The Sherwin-Williams Companies On Pace For Robust Dividend Growth The Sherwin-Williams Companies had a great quarter supported by price hikes but the analysts like what they see and have begun to raise their targets.
This story originally appeared on MarketBeat
The Sherwin-Williams Companies (NYSE: SHW) is not a high-yielding stock. Still, it is a well-known dividend grower with the capacity to maintain its double-digit distribution growth rate long into the future. Considering the stock is trading near long-term lows and showing a bottom, it is all the more appealing. The analysts are also on board and are driving the consensus price higher, which is a bonus for investors. This makes a recipe for a rally that could be sustained through the end of the year, but there is a risk.
The risk is the outlook which remains cloudy. The takeaway is that growth remains on the table, cash flow is ample, and the dividend is safe; Sherwin Williams can weather whatever is coming. The stock may experience volatility over the next few months or quarters, but the long-term outlook is bright. Eventually, the economy will shake inflation, and the FOMC will cut rates. When that happens, Sherwin-Williams will be in an even better position than it is now.
Sherwin-Williams Outpaces Consensus, Reaffirms Guidance
Sherwin-Williams had a great quarter pulling in $5.44 billion in net revenue. This is up 8.9% compared to last year, beating the Marketbeat.com consensus by 580 basis points. The gain was driven primarily by price increases, but volume also played a role. On a comp store basis, sales are up 14%, with double-digit gains in all segments.
The results are mixed region-to-region, but segment sales were strong across product groups.
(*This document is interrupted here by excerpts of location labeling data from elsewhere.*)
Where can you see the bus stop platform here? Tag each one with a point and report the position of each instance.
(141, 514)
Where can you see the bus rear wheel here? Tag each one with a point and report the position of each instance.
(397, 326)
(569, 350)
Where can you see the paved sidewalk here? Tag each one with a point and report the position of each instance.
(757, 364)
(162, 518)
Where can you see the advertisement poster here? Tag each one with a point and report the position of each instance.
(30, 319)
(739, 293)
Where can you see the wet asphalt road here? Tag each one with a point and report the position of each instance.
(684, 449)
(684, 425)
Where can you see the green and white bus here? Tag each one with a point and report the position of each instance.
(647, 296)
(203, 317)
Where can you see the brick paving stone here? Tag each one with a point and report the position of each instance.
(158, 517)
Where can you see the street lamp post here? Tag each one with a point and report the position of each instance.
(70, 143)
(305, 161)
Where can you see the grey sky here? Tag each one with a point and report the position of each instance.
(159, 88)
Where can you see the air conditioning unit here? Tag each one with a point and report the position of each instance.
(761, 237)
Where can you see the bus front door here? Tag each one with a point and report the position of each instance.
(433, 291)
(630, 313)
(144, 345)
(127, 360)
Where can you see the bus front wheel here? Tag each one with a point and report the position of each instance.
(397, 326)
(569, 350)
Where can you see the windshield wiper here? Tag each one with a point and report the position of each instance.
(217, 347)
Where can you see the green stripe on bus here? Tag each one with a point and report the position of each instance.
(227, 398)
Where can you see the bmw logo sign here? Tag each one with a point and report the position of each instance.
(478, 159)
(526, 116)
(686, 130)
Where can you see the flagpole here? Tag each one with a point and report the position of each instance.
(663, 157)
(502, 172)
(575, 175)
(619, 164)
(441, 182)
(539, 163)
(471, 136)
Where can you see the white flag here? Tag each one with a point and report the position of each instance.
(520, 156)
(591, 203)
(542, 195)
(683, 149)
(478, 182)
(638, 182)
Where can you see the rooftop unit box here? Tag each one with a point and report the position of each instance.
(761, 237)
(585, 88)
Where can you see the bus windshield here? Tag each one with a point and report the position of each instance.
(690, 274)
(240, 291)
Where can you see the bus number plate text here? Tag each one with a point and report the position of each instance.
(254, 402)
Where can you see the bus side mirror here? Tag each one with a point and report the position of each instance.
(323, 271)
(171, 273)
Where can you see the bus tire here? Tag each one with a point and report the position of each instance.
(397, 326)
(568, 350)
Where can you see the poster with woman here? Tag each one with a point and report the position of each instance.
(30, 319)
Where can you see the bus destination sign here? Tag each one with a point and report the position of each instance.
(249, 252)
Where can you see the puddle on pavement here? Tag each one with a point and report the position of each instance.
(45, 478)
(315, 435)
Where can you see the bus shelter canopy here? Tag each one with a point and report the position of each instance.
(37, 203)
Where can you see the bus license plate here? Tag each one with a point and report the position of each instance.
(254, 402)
The Performance Coating Group led with a gain of 38%, followed by a 14% increase in the Paint Stores Group and a 13% increase in the Consumer Brands Group.
The company's margin widened due to the pricing increases, resulting in stronger-than-expected earnings. The gross margin widened by 360 bps and was only partially offset by increased SG&A expense. SG&A increased by 240 bps to leave the EBITDA margin up 210 bps, net income up 28% and adjusted earnings up 26.7%.
On the bottom line, the $2.07 adjusted EPS beat the consensus by $0.25 but was not seen in the guidance. The company reaffirmed its guidance for the year, which may be considered cautious given the Q1 strength.
The analyst like what they see. The Marketbeat.com consensus rating was already holding firm at Moderate Buy, and the stock is seeing positive activity following the results. Two new reports have shown up on the tracking page, including a price target increase. The new targets are above the consensus, which assumes about 9% of upside and is beginning to move higher. This is a turning point for the market; the analysts' consensus target had been lowering their targets for the past year, and that trend is over.
Sherwin-Williams Capital Returns Are On Track
There is 1 red flag in Sherwin-Williams' Q1 report, but it is not one to keep investors up at night. The capital returns exceeded the company's quarterly cash flow, but mitigating factors exist. Among those are seasonality, an increase in working capital and the expectation for seasonal improvements in Q2 and Q3. The guidance for EPS of $6.79 to $7.59 implies an annualized payout ratio of 30% of the adjusted earnings. That's not bad at all.
The stock is showing a bottom at the $220 level that the analysts support. The post-release action has the stock down nearly 4%, but this may be an opening for a buying opportunity. If the market can regain its footing at or above the $200 level, it should continue to move sideways within its consolidation range. If not, this stock may be headed for lower price levels. The valuation is high at 27X earnings, and there are cheaper ways to get a 1% yield and share repurchases.